Are we fed this lie through media, social networks, sexism in the workplace, casual humor, and even people we know and respect? Yes. Is it possible that some men believe that it is a part of their nature to be that way? Yes. However, when they believe this lie, they are denying themselves a part of their true divinity. We are fashioned after God, and I do not believe that he would create women to have periods of time during which sex is painful or impossible (after childbirth, sometimes during menstruation, UTI, etc.) and then create men so that they could never live without it. To find control over that part of themselves, which has sometimes been trained to the opposite of its divine purpose from a young age due to pornography and the other influences mentioned, is a pathway for a man to find closeness to his God, to his wife (where applicable), and to himself. Sex has a divine purpose and is joyful when shared in a mutual and loving way. Any other use of sex is simply not as God has prescribed for our use and to say otherwise is to deny some measure of your Heavenly parentage.

Friday, June 7, 2013

This is less hard than I thought it would be...

That's what she said!

Seriously, though. I have had many friends suggest that I do a blog about sex. 

Healthy sex with your spouse.
Talking to your kids about sex.
Healing from sexual abuse.
Preventing sexual abuse.
Pre-marital sex.
Pornography addiction.
Sex addiction.
Objectification of men and women in the media.
Healthy body image and its' effects on a sexual relationship.

Those are just some things I have talked to friends about and they have asked me to write my answers in a book.
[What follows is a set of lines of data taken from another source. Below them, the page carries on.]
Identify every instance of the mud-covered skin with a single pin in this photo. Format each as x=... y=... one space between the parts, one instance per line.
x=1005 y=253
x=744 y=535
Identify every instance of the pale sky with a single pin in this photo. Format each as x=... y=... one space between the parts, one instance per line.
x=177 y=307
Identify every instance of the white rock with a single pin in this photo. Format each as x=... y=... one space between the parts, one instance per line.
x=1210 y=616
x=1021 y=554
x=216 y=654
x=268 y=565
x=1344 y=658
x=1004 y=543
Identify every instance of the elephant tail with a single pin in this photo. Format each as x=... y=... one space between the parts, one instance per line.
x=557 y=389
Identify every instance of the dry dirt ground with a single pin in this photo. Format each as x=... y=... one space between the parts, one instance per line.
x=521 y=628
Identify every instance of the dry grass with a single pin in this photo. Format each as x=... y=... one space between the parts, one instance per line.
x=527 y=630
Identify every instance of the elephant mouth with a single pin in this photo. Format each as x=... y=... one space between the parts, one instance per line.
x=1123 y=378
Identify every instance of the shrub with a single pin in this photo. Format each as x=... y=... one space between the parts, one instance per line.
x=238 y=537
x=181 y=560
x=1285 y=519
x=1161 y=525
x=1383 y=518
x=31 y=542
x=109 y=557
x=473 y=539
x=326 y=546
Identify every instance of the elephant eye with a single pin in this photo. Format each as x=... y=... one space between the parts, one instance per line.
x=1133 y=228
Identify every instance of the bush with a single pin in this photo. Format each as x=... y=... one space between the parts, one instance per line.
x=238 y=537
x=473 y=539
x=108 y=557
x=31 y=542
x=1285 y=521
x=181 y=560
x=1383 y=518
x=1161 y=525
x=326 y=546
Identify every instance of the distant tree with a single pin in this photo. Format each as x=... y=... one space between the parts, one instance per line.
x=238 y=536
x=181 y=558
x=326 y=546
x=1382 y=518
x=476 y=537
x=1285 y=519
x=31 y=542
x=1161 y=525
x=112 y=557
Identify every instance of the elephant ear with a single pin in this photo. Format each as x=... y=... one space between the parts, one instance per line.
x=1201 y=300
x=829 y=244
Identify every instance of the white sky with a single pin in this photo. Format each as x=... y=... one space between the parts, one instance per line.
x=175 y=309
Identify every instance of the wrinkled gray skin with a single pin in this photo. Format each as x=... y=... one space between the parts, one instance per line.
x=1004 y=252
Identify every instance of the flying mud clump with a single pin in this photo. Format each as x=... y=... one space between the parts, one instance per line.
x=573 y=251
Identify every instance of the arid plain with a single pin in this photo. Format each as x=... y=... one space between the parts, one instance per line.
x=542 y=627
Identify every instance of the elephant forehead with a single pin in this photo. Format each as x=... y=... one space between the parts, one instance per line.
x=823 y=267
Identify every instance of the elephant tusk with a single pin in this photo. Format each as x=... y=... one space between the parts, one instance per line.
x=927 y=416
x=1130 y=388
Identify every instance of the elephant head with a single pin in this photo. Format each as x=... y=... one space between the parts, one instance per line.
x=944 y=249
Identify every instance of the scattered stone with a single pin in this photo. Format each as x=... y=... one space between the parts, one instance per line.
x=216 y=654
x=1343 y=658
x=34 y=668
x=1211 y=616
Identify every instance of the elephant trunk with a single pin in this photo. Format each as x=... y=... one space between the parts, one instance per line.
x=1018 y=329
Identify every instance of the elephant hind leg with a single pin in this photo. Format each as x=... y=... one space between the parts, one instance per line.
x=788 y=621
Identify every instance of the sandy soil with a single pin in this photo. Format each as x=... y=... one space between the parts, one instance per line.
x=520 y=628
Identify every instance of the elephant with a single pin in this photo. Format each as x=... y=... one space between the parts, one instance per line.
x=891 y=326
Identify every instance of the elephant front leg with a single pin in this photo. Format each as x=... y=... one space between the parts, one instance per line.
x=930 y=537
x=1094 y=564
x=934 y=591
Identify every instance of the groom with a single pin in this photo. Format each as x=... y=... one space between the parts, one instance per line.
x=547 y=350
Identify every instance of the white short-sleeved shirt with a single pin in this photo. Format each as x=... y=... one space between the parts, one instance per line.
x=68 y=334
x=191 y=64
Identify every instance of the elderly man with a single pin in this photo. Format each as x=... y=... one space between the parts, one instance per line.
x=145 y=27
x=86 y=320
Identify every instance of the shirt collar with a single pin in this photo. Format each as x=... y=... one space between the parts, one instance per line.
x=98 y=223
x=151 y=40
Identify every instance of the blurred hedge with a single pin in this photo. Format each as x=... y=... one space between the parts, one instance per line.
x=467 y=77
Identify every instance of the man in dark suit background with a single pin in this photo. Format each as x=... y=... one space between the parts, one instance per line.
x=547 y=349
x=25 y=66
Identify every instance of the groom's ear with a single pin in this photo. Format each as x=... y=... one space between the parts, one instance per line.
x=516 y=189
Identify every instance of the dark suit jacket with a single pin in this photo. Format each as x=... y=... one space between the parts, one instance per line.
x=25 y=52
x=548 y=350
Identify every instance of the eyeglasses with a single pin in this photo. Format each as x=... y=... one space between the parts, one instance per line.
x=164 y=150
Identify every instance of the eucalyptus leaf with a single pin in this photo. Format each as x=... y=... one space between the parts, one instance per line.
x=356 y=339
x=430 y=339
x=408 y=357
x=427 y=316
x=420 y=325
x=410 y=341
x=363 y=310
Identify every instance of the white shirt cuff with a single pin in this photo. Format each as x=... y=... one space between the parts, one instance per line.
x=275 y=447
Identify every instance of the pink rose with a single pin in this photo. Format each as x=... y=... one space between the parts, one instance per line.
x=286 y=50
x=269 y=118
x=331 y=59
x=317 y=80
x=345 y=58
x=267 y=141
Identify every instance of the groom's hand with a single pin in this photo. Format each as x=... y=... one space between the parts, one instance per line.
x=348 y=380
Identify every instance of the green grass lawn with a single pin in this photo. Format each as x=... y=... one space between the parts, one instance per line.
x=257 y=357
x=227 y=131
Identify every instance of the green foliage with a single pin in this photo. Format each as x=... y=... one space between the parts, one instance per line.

Well, I definitely don't have time to write a book. I feel a little overwhelmed even starting up this blog. However, I feel like I have a lot to say in this area and hope that I can be helpful to someone. 

So, this is how I want to format this. I'd like to do a question/answer at least once a week. That means that you guys send me a question and then I post the question (anonymously) along with my answer. Now, I am a member of the LDS church, so it would be helpful if you clarified whether you are LDS or not, because the answers to your question will be different if you are a member since standards are so much stricter vs. general populace. 

I will be doing my own posts, as well, which will touch on the subjects listed above, detail my "Adam and Eve" program, and whatever else I feel like posting.

Also, I'm sure you'd like to know what kind of qualifications I have to be answering these questions. The truth is, my formal training is minimal. I worked with juvenile sex offenders in a rehabilitative facility for a year. Other than that, most of my information comes from personal experience, conversations with friends and family, my husband (8 years working with juvenile sex offenders), lots of research online and books, and my therapist friends. 

Alright, what do you want to know about sex?